Life is good.
I feel like I go up and down here on this blog; yet, I know life is a series of ups and downs (since flatline is for people who are dead), so I know I needn't feel bad about it or think that it gives an impression of me being unstable. Ha! Sincere thanks to everyone who chipped in on helping me figure out the funk and the possible physical aspects of it a couple weeks ago. I have been testing a few things since then and so far I think I have it figured out. The weather conditions have been terrible the last week (we got our first major snow here and it's lasted a whole week so far), so barometric pressure has been moving in all kinds of directions and I've been ok. The key has been starting back on my allergy medication (generic Zyrtec) which seems to be keeping sinus congestion caused by allergies to mold, dust, etc. at bay which had been causing severe pain when the air pressure changes. I've been taking that for 2 weeks now and haven't had a headache since. But I'm not so cocky as to think that I've got it licked.....will continue to keep an eye out and let you know how it goes.
I feel kinda bad that for the last few weeks, I've only been posting weekly. But don't worry - this isn't going to turn into an apology session each week. I do what I have the time to do and when I have inspiration, so....... When one has to write all the time for work, going home and writing a blog entry doesn't sound too appealing sometimes. But I do think I want to start posting more videos and news stories, etc that speak to me (which don't require as much time), so be on the lookout for those in the coming weeks. I have to remind myself that each post needn't be a treatise or some big revelation.

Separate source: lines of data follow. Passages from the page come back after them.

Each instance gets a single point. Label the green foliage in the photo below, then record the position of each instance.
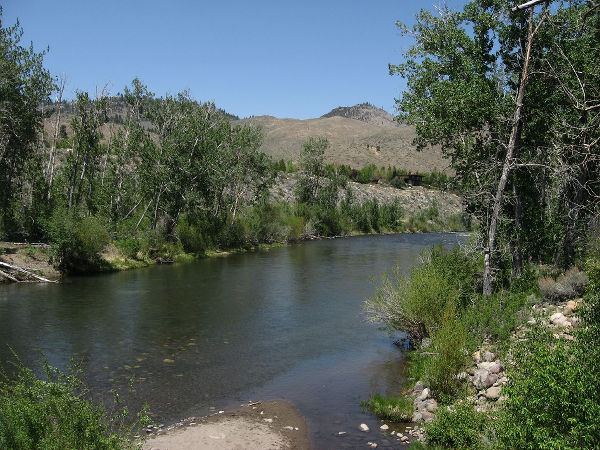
(395, 409)
(458, 426)
(25, 85)
(448, 358)
(494, 317)
(553, 399)
(416, 303)
(56, 413)
(77, 241)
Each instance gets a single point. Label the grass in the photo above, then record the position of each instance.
(395, 409)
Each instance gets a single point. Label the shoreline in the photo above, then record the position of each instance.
(38, 259)
(274, 424)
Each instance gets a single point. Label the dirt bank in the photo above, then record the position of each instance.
(261, 425)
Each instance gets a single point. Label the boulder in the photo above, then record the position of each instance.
(483, 379)
(559, 320)
(493, 393)
(570, 307)
(424, 395)
(489, 356)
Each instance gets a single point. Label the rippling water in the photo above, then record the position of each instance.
(284, 323)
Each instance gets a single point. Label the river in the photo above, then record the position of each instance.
(281, 323)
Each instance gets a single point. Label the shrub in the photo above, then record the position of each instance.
(416, 303)
(567, 285)
(77, 241)
(56, 413)
(448, 354)
(459, 426)
(553, 398)
(395, 409)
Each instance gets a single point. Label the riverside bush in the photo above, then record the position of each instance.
(77, 241)
(415, 303)
(56, 413)
(395, 409)
(459, 426)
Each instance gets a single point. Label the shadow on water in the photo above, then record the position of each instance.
(284, 323)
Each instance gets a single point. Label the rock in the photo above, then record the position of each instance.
(424, 395)
(429, 405)
(489, 356)
(427, 416)
(574, 320)
(571, 306)
(419, 387)
(559, 320)
(483, 379)
(493, 393)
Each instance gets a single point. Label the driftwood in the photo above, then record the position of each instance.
(25, 271)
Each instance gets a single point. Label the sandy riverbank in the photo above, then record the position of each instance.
(261, 425)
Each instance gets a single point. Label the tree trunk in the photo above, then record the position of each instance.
(512, 144)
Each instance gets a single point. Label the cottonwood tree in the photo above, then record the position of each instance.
(24, 85)
(478, 85)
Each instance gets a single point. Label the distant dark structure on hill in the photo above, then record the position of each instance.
(414, 179)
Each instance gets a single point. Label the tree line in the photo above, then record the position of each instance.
(513, 99)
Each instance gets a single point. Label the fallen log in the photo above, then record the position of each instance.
(9, 276)
(31, 274)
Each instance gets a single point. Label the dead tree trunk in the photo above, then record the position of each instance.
(508, 161)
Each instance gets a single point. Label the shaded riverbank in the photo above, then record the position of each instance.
(280, 324)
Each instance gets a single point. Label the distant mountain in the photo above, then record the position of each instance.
(368, 137)
(365, 112)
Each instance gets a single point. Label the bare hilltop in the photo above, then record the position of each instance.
(358, 135)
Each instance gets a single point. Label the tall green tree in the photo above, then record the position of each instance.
(24, 85)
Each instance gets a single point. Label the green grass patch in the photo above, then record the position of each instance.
(395, 409)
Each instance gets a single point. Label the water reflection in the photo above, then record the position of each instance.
(285, 323)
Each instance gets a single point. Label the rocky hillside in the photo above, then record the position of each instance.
(352, 142)
(365, 112)
(413, 199)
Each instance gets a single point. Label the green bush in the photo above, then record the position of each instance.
(77, 241)
(56, 413)
(395, 409)
(553, 397)
(459, 426)
(191, 236)
(448, 354)
(416, 303)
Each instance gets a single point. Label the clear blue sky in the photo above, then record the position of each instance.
(282, 58)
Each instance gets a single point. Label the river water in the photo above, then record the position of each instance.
(284, 323)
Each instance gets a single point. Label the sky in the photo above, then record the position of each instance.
(282, 58)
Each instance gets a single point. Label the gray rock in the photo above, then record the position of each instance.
(424, 395)
(419, 387)
(489, 356)
(493, 393)
(483, 379)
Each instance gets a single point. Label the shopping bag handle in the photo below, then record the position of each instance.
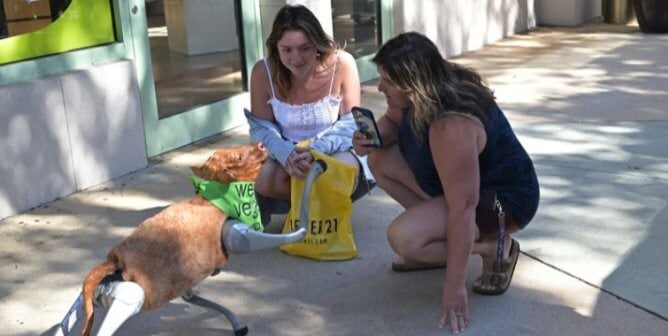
(237, 237)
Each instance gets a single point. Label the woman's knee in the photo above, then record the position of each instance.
(377, 161)
(400, 239)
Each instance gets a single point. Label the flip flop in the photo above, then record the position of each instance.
(499, 281)
(412, 265)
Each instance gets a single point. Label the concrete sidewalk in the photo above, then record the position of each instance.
(589, 104)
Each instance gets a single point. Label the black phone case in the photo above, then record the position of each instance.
(366, 124)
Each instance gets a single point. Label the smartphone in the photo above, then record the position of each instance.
(366, 124)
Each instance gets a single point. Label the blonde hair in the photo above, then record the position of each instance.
(434, 86)
(290, 18)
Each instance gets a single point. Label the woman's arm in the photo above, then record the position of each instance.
(338, 137)
(456, 142)
(350, 82)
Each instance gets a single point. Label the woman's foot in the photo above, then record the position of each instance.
(401, 264)
(496, 276)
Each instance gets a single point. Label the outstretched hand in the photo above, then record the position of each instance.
(455, 309)
(298, 162)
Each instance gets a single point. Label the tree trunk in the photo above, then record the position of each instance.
(652, 15)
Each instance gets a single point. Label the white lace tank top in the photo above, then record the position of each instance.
(304, 121)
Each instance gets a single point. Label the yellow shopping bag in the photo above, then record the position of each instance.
(329, 233)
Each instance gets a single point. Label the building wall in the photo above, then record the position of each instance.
(66, 133)
(458, 26)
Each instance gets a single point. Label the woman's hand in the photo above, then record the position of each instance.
(455, 308)
(298, 162)
(361, 144)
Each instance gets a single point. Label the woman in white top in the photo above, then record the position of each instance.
(303, 90)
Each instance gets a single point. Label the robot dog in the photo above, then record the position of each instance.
(171, 252)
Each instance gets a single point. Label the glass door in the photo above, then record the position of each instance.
(192, 58)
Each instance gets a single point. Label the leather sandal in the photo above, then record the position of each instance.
(412, 265)
(496, 276)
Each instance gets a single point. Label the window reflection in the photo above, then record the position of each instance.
(355, 25)
(195, 52)
(25, 16)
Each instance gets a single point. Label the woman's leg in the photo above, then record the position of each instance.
(395, 177)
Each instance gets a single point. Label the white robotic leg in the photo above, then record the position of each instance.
(124, 299)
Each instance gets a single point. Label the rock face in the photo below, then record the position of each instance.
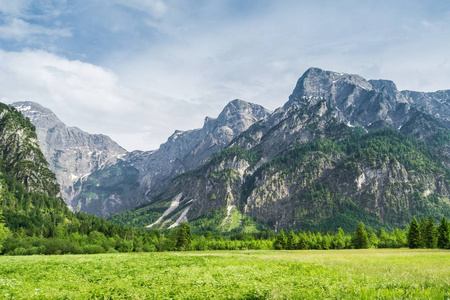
(139, 177)
(340, 151)
(71, 152)
(21, 157)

So, yeah............ (as my friend Emma would say)
|The pile of clothes that are now too big for me - donate or quilting?|
I'm still a bit shocked at how unsentimental I've been about that transition. I think it may have been because I never really accepted in my mind that I was over 300 lbs. I think somewhere deep down I knew it, but I was shocked at how far above 300 I was when I started this process 16-17 weeks ago. I've flirted with 300 for years, but somewhere in my head I've been telling myself that I was in the 290s.
|My progression of jeans size (thanks to Tara for this idea)|
And as you can tell from the title of the post, I am now wearing my skinny jeans. They are jeans that I haven't worn since February 2007 (for a brief period of time) and before that May 2002. I've kept them all this time. They're knackered - stained and ripped with the crotch worn out and patched up - so they're nothing really valuable, but they help me to measure my progress and that's nothing but a good thing. Luckily, I have 3 other pair of jeans about this size that I can wear as well, but they're fairly new. I bought them months ago so that I would have something to work towards, so now I have jeans I can wear without having to wear a belt to keep them up. I've also ordered a pair of size 20s from Old Navy (I love their jeans!) for my friends to bring at Christmas so I'll have them on hand when I'm ready.
|I'm wearing my skinny jeans (May 2002)|
So, this week, the scale says:
|weigh-in no. 16 (-2.0)|
Last week: 298.8
This week: 296.8
Loss of - 2.0
Total Loss - 30.2
I can't wait to go over to my Goal page and mark things off: I have now lost 30+ lbs. I am wearing size 22 jeans. I can run 3+ minutes. Plus, I can do 60 reps of 65 kg (143 lbs) on the leg press. I was inspired by Skinny Emmie's post about the stairmaster this week, so I am keen to get back on the
And, despite the inevitable bad days, it'll only get better!